Bahasa Indonesia tempati posisi ketiga sebagai bhs yang paling banyak digunakan di WordPress bersama dengan takaran 2,4%. Hanya kalah berasal dari Bahasa Inggris dan Bahasa Spanyol yang sesungguhnya digunakan oleh banyak negara.

Ini berarti tersedia terlampau banyak web site berbasis WordPress di Indonesia.

Mengapa WordPress bisa sedemikian populernya?
Alasan utamanya yakni gara-gara sistem pembuatannya sangat ringan, seperti yang sudah aku nyatakan tadi. Bahkan orang yang baru kenal computer pun dapat membawa dampak website dalam 5 menit bersama WordPress.

Selain itu, juga gara-gara gratis.

Tapi bukan cuma itu, inilah alasan utama kenapa website-website besar memanfaatkan WordPress:

Dengan WordPress, kita tidak harus membangun situs dari nol agar banyak pas dan tenaga yang sanggup dihemat
WordPress dapat dimodifikasi secara bebas dan tanpa batas cocok keperluan si pemilik web, baik secara penampilan maupun fitur
Banyak theme dan plugin yang tersedia supaya anda sanggup merubah penampilan dan dan mengimbuhkan fitur walaupun tidak mengerti sedikit pun mengenai programming
Proses belajarnya terlalu mudah
WordPress tetap dikembangkan dan diperbaharui oleh jutaan programmer di dunia
WordPress mempunyai komunitas pengguna terbesar. Kalau kamu mengalami susah, jawabannya bisa ditemukan bersama dengan gampang di internet
Dengan alasan-alasan berikut, sejak 2003 sampai saat ini WordPress senantiasa menjadi CMS yang paling populer.
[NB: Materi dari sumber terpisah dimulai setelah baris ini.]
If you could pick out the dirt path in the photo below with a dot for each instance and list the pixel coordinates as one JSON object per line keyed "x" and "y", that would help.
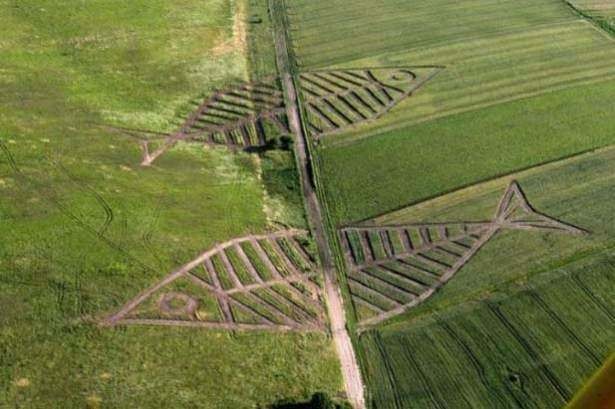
{"x": 350, "y": 369}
Pada awalnya, WordPress cuma digunakan untuk membawa dampak blog…

…tapi saat ini WordPress termasuk sering digunakan sebagai web bersama kegunaan lain, misalnya website komunitas, jual membeli, direktori, portfolio, profil perusahaan, dan lain-lain.

Itulah sekilas berkenaan WordPress.

Tanpa panjang lebar ulang, mari kita mulai ke bab pertama saran ini

Saat ingin membuat web, lebih-lebih yang berbentuk blog, anda akan mendengar orang-orang di internet yang membanding-bandingkan antara WordPress.org, WordPress.com, dan Blogger.

Ini umumnya akan memicu orang-orang bingung.

Lebih parahnya lagi, anda dapat keliru memilih.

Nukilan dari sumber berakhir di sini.